Camby will also be hitting the hardwood when the Knicks take on the Blazers to start off the new year, but he already had a chance to close out 2012 in a big way, unlike his fellow front court mates. The center managed to average 3 points, 5 rebounds, and 2 blocks per contest in the month of December as he made his return from a bevy of previous injuries that kept him off the court.
But while Camby and company were down for the count, the Knicks received quite the unexpected boost from their fifteen man, Chris Copeland. In the year’s final month, the 28 year old averaged just a shade under 13 points per game, all the while shooting 57% from the field, including 50% from down town. The big man has begun to catch defenders off guard with a quick shot release. His bold shot selection, attempting to let the bombs fly from wherever he is on the court, makes him quite the fearless option to come off the bench. Needless to say, he stepped up in a big way, and may have even done enough to secure a spot in New York’s regular rotation come 2013.
Though Copeland was the man who helped pace the Knicks’ front court’s efforts this past month, who will emerge as a hero for the back court in January? With Raymond Felton expected to sit out virtually the entire month, the team is in need of a clutch floor general. With elder statesman Jason Kidd already expected to take on a bulk of extra minutes, there’s only one man who can help the future Hall of Famer lead the way.
Of course, that’s the one and only Pablo Prigioni, International Man of (Not So Much) Mystery. While he’s served as the Knicks’ third string point guard up until this point, the Argentine has shown flashes of brilliance over the course of the still young season.
Prigioni’s style of play makes him an absolute fireball on the court. On the defensive end, the 35 year old likes to chase down opponents with his sights set on taking the ball away. Able to catch a bevy of inbounds passes, Prigioni can run away with the ball, taking away the opponent’s possession, all the while creating another potential opportunity for the Knickerbockers on the offensive end.
Though such an attack serves as the Argentine’s signature move, Prigioni isn’t simply a one trick pony. After dishing out a regular season-high of 9 assists, the floor general further proved he knows how to get his teammates involved. His fellow players appreciate the energy he brings along with him each time he hits the hardwood, and it’s obvious they feed off of it.

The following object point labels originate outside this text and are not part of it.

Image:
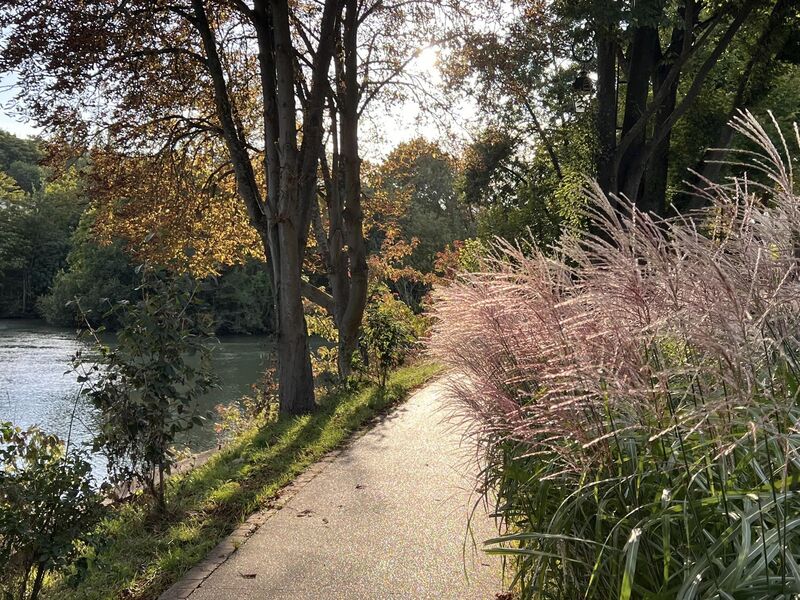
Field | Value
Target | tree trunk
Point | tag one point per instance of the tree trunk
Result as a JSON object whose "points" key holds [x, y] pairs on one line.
{"points": [[606, 120], [352, 216], [654, 198], [629, 167], [752, 87], [296, 389], [282, 218]]}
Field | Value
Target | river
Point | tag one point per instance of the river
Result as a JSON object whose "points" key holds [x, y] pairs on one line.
{"points": [[38, 388]]}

As fate would have it Prigioni’s international flavor helps him mesh quite well with Copeland, who has some overseas experience of his own. The pair play off one another nicely, and clearly have a sound understanding of one another after playing in similar systems over the years.

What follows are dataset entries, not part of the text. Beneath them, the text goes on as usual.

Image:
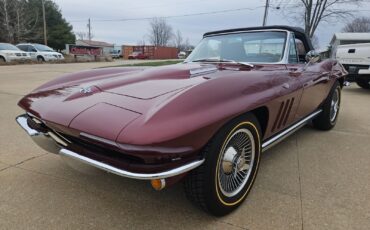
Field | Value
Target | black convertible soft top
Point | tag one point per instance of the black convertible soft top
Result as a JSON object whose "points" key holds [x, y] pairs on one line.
{"points": [[298, 32]]}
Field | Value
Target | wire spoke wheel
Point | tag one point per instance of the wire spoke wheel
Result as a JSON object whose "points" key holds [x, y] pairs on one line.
{"points": [[237, 158]]}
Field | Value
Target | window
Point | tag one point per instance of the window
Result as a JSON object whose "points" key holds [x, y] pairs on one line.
{"points": [[293, 56]]}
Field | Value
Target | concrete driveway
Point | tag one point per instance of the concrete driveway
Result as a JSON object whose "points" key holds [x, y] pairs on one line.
{"points": [[312, 180]]}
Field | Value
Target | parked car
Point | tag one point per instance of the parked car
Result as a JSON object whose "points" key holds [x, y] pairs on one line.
{"points": [[138, 55], [40, 52], [116, 54], [9, 52], [356, 59], [205, 121]]}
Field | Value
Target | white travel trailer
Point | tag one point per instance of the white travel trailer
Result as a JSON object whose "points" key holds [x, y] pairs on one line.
{"points": [[356, 59]]}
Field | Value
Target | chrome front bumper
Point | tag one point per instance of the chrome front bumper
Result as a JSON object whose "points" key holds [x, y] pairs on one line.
{"points": [[54, 144]]}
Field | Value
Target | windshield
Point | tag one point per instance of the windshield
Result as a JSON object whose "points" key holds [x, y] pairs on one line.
{"points": [[8, 47], [43, 48], [265, 47]]}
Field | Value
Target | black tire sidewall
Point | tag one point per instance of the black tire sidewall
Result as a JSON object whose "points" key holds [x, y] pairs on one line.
{"points": [[217, 203], [363, 83]]}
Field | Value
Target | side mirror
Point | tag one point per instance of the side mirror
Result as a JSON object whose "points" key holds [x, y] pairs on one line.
{"points": [[313, 57]]}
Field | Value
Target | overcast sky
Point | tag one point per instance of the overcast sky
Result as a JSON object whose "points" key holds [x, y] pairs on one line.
{"points": [[77, 13]]}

Prigioni is also in a unique situation when it comes to his conditioning, much like Kidd. After playing the role of starting point guard during his time in Europe, he came to the NBA, fully ready to embrace a larger role for the Knicks, only at a time like this. Not forced to log too many minutes in the season’s first two plus months, Prigioni is now poised to shoot out of the Knicks’ canon of secret weapons, certainly all rested up and ready to go.